Frank has not set a definite date for the markup as he made this announcement while speaking at the hearing of the House Ways and Means Committee Wednesday, on legalizing and taxing online poker and gambling. Frank’s bill would set up the policies and principles that would provide the basis for licensing and regulating the Internet gambling operation in the United States. To date, the co-sponsors of the proposal have already reached 69.
The last time Frank’s online gambling bill was discussed by his committee was last December. After that, a follow-up hearing with members of the U.S. Treasury and Federal Reserve was requested by Congressman Spencer Bachus, R-Alabama, a staunch critic of Internet gambling, and a ranking Republican member in the House Financial Services Committee. Since then, no hearing on online gambling legalization had been taken up by the committee.
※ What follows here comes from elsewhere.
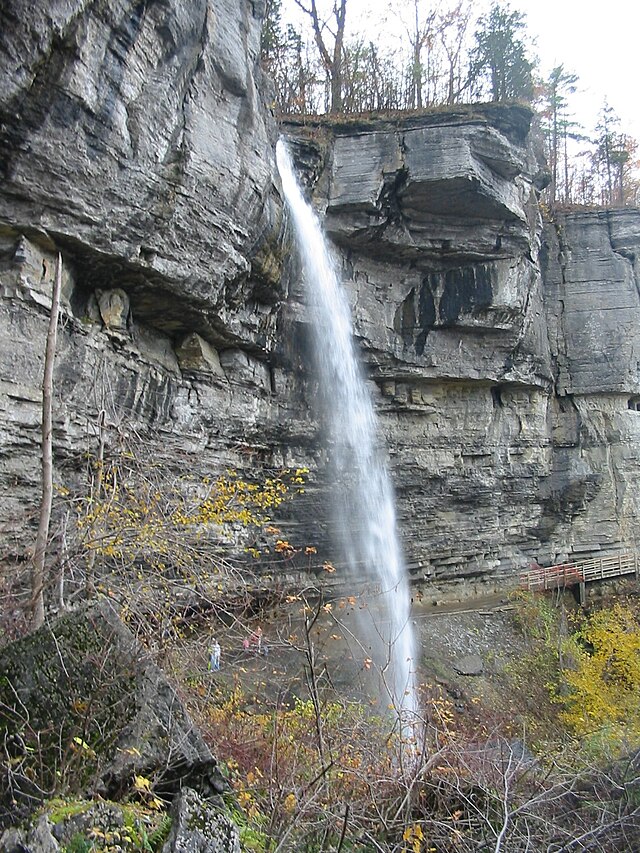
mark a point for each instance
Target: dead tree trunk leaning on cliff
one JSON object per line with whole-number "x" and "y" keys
{"x": 40, "y": 551}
A hearing set by the committee in April was canceled and postponed indefinitely because a mix-up in Congressman Frank’s calendar disclosed that he had a previously set appointment in Massachusetts. A number of different issues such as health care, reorganization and improvement of the banking system, the economic recession and others have also caused the committee to be overloaded with work the past year.
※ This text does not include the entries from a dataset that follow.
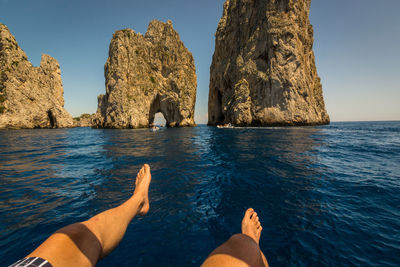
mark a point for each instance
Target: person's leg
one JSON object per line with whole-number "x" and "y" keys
{"x": 83, "y": 244}
{"x": 241, "y": 249}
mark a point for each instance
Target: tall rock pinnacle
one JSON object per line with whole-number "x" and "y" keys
{"x": 263, "y": 70}
{"x": 145, "y": 75}
{"x": 30, "y": 97}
Generally speaking, July is not really a good time for Congressional hearings. Capitol Hill has fewer lawmakers present during that period, as most members of Congress are in their respective constituencies from July 5th to the 9th. Also, lawmakers will be full of activities in preparation for the approaching elections in November. In his testimony before the House Ways and Means Committee Wednesday, Frank said that while it is true that the UIGEA was approved by the House by a wide margin of votes, they were fooled by the Senate.
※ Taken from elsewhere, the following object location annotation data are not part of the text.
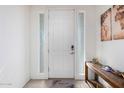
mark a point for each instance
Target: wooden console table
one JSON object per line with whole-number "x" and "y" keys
{"x": 114, "y": 80}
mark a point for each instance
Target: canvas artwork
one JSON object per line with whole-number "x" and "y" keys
{"x": 118, "y": 22}
{"x": 106, "y": 33}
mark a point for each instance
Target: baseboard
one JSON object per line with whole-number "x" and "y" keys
{"x": 79, "y": 77}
He said the bill was hurriedly passed in the Senate in 2006 by adding it onto a different bill and when that bill, the SAFE Port Act, became law, the UIGEA bill also became law. He said it was a deliberate move by a Republican leader who had plans of running for the Presidency, with help from former Senate Majority Leader Bill Frist, R-TN.
At Wednesday’s hearing, no markup took place for McDermott’s bill, HR 4976, the Internet Gambling Regulation and Tax Enforcement Act, and no further hearing has been scheduled for the bill. Actively campaigning and lobbying for the markup of Frank’s bill is the Poker Players Alliance (PPA) who had made an effort before the Wednesday hearing in trying to explain and give lawmakers a mental picture on what is to be expected in the likelihood that Internet poker and gambling will be legalized. Such endeavor resulted in a more than two-hour of animated question and answer period between committee members and two witness panels.
PPA’s executive director John Pappas said that the members of the committee, the most powerful and most coveted committee in Congress, showed a willingness to know more about the issue. The PPA achieved success in their effort to request postponement of the financial services industry’s compliance of UIGEA rules for six months, from Dec 1 to June 1.
It has also submitted a petition to exempt peer-to-peer games from the UGIEA, which is still pending. Pappas said he and his group are looking with hopeful anticipation to the July markup of Franks’ bill. He said they have exerted their best effort in their hope of making it an undertaking involving both political parties. Director, John Pappas, told Poker News Daily that he’s looking forward to July’s event: “We want to see a very successful markup. We want to make this as bipartisan as possible and I think we’re on the right path to do that.”
On June 1st, the financial services industry in the United States must fall into line with the regulations of the UIGEA. Whether the landscape of the industry will change following the date is anyone’s guess. The PPA was successful in delaying industry compliance with the UIGEA rules from December 1st to June 1st. The organization currently has a petition out to exempt peer-to-peer games from the UIGEA, but it has not yet been acted on.